Yeah. That’ll go great.
The door opens.
My nervous system flatlines.
There he is.
Dario Marchetti.
In the flesh. In a suit. In my direct line of sight and my body reacts like I’ve been shocked with a defibrillator.
My pussy wakes up, stretches, and says ‘oh there you are.’
He moves through the restaurant like he owns it.
He probably does own it.
Oh God, he probably owns it.
I’m stalking a man in his own restaurant. That’s a new low. That’s a low I didn’t even know existed until right now.
My heart forgets its job, stops, then slams back to life and tries to climb out of my throat.
He’s real. He’s here.
He exists outside my memory and the grainy news photo I stared at for an embarrassing amount of time last night.
And God, God, he’s even more beautiful than I remembered. How is that possible? Is that allowed? Is it legal to get hotter post-indictment?

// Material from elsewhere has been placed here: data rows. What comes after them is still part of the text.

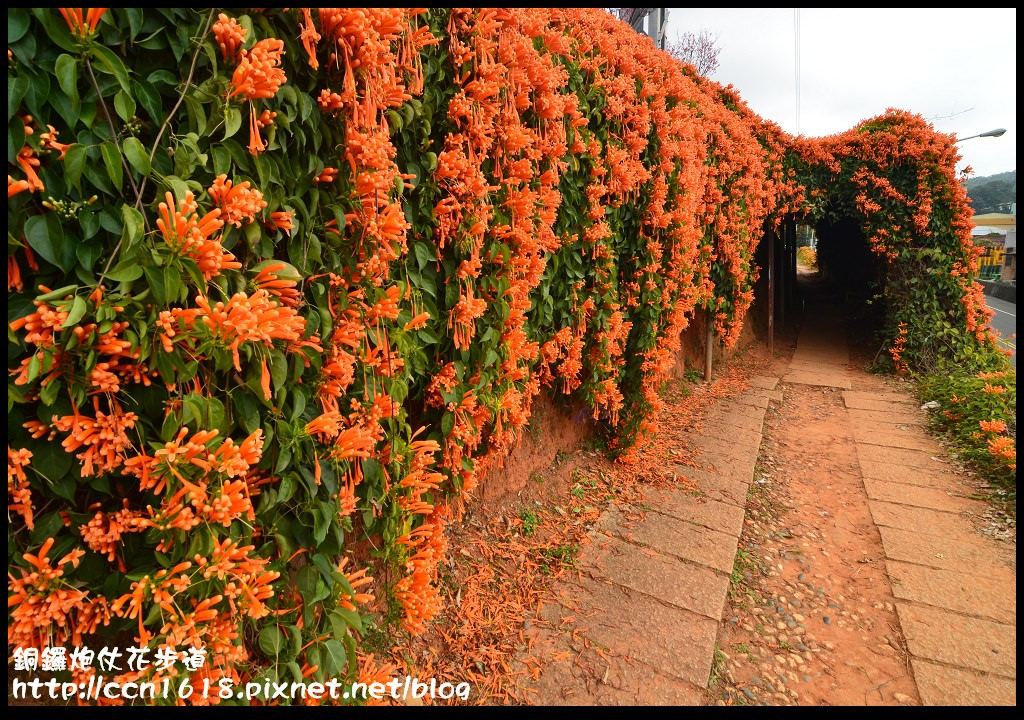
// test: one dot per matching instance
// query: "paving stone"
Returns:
(719, 430)
(937, 552)
(727, 466)
(970, 642)
(939, 685)
(814, 367)
(712, 445)
(883, 396)
(728, 408)
(717, 486)
(685, 585)
(896, 439)
(925, 477)
(906, 417)
(641, 632)
(674, 537)
(923, 521)
(710, 513)
(569, 681)
(911, 495)
(763, 381)
(750, 423)
(992, 597)
(883, 406)
(898, 456)
(752, 397)
(821, 380)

How does one man violate this many laws and basic laws of attraction?
My body reacts like he’s magnetic and I’m just a dumb, desperate paperclip.
He heads toward a table in the middle of the restaurant.
And sits.
At that table.
Of course.
The Scene-of-the-Crime Table.
The one where he committed the egregious sin of eating pasta so beautifully I forgot how to breathe.

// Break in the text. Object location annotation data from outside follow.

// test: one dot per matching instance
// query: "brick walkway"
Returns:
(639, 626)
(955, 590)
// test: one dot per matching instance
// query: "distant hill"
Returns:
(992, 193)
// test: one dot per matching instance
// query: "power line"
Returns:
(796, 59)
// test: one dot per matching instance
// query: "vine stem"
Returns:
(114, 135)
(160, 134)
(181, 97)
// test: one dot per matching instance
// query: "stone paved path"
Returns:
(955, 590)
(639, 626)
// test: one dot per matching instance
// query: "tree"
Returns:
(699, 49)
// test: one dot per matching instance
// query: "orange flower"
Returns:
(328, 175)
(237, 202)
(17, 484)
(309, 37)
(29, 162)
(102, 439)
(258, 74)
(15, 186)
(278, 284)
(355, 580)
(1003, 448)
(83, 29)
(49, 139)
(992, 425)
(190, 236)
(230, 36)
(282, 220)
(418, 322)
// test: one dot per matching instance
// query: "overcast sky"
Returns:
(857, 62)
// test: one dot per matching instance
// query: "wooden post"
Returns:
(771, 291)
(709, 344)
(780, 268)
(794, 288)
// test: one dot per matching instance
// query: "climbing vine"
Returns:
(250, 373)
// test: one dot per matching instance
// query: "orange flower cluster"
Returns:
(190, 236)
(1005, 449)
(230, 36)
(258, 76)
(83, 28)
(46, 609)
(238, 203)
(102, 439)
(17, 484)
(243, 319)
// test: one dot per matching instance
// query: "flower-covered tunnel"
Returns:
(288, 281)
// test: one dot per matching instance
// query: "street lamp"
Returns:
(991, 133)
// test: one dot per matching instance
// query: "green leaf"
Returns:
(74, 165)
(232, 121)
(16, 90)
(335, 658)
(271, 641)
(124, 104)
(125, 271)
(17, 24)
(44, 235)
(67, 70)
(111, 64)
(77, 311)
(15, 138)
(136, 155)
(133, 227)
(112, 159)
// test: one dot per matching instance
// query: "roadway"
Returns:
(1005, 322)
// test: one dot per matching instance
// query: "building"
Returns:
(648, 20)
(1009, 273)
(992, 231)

Of course it’s his table. Of course he has a table. He’s a mobster. Mobsters have tables. I’ve seen movies.
A server appears instantly, not my server, a different one, one who clearly knows him, and sets down water without being asked. Dario says something that makes the server smile. Comfortable. Easy.
This is his domain. He belongs here. Like the espresso machine or the overpriced balsamic.

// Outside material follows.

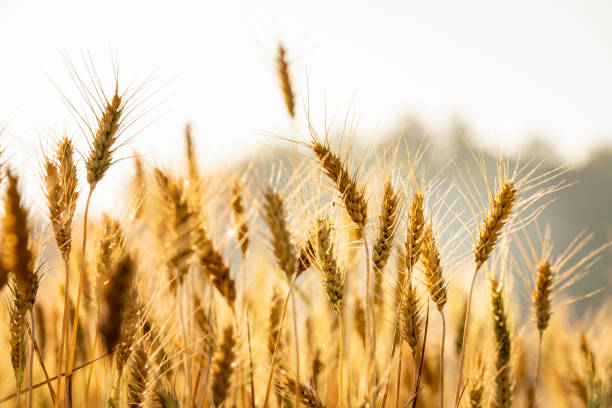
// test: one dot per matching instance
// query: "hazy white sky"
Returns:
(511, 69)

And me? I’m in the corner seat, dressed like suburban espionage Barbie with a purse full of smuggled snacks and a stress rash blooming under my bra.
Cool. This is going well.
I should look away.
I should pretend to give a shit about my lukewarm chicken parm. Act like a woman who isn’t conducting a full psychological analysis based on the way he twirls linguine.